8. A vaccine for use according to any one of claims 1 to 7, wherein 350 mg of the semiprimab is formulated for administration every three weeks.
9. The vaccine or vaccine for use according to any one of claims 1 to 8, wherein the immunogenic composition is formulated for intramuscular injection.
10. The vaccine for use according to claim 9, wherein the vaccine is formulated to be administered in four doses every three weeks, and then every nine weeks.
11. The vaccine for use according to claim 9, wherein the vaccine is formulated for administration by intramuscular injection by electroporation.
12. A vaccine for use according to claims 1 to 11, wherein each dose of radiotherapy comprises 20 to 50 Gy.
13. The vaccine for use according to claims 1 to 12, wherein the radiotherapy is fractionated radiotherapy.
14. The vaccine for use according to claim 13, wherein the fractionated radiotherapy comprises 2 to 20 fractions.
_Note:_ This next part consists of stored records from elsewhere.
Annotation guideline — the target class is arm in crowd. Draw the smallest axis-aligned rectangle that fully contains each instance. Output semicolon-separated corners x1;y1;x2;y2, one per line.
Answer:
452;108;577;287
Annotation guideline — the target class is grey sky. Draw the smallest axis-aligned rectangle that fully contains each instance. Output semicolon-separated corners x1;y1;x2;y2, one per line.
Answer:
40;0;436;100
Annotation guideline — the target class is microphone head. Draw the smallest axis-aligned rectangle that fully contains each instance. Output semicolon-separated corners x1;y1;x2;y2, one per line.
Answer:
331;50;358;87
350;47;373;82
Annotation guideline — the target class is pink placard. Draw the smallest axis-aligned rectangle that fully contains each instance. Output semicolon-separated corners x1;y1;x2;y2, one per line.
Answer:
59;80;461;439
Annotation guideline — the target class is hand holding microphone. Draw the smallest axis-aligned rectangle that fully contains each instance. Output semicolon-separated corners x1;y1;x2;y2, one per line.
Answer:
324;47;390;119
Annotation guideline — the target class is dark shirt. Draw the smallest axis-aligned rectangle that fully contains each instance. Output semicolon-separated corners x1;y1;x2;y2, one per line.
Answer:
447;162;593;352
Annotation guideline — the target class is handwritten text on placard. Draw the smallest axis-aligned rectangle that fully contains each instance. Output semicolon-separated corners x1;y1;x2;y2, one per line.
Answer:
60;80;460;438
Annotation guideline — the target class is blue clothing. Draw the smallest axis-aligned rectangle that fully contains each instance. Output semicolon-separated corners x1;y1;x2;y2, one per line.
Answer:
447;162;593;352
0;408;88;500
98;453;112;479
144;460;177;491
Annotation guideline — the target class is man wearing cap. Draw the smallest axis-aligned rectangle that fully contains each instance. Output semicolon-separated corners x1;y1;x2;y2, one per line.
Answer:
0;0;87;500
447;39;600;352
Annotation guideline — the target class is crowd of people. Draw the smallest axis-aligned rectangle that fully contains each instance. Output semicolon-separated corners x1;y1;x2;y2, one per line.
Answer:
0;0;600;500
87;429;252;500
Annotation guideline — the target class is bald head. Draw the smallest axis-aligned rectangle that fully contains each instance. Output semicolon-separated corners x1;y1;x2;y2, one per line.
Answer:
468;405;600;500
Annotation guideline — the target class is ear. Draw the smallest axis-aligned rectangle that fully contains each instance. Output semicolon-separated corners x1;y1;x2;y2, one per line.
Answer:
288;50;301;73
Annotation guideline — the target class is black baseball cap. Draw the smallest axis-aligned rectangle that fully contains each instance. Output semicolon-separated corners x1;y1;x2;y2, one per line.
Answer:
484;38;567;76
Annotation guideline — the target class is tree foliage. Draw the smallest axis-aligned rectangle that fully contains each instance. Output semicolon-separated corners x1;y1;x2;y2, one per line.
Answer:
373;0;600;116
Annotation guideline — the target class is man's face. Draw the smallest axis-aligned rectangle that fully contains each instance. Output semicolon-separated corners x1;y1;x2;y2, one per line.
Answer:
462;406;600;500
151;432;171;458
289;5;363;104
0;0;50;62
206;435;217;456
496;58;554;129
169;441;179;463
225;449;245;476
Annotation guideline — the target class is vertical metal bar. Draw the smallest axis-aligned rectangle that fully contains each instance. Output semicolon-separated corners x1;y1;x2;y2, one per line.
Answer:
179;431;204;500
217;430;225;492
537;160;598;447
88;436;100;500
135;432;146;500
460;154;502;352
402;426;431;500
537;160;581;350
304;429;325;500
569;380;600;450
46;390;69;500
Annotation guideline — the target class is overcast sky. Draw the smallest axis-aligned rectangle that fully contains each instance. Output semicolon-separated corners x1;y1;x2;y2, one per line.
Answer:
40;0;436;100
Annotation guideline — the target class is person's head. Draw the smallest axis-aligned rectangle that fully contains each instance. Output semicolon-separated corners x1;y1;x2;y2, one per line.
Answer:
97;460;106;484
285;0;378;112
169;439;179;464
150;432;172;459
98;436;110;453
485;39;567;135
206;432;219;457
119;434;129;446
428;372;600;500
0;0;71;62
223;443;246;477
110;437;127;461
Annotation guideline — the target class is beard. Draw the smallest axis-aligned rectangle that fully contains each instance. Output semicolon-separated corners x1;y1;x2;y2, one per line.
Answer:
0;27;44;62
15. The vaccine for use according to claim 14, wherein the fractionated radiotherapy comprises 40 Gy in 15 fractions.
16. The vaccine for use according to claim 15, wherein the fractionated radiotherapy is administered for 21 consecutive days.
17. The vaccine for use according to any one of claims 1 to 16, wherein the chemotherapeutic agent is temozolomide.
18. The chemotherapeutic agent is administered at a dose of 75 mg / m² per day for 21 consecutive days. 2 A vaccine for use according to claim 17, wherein temozolomide.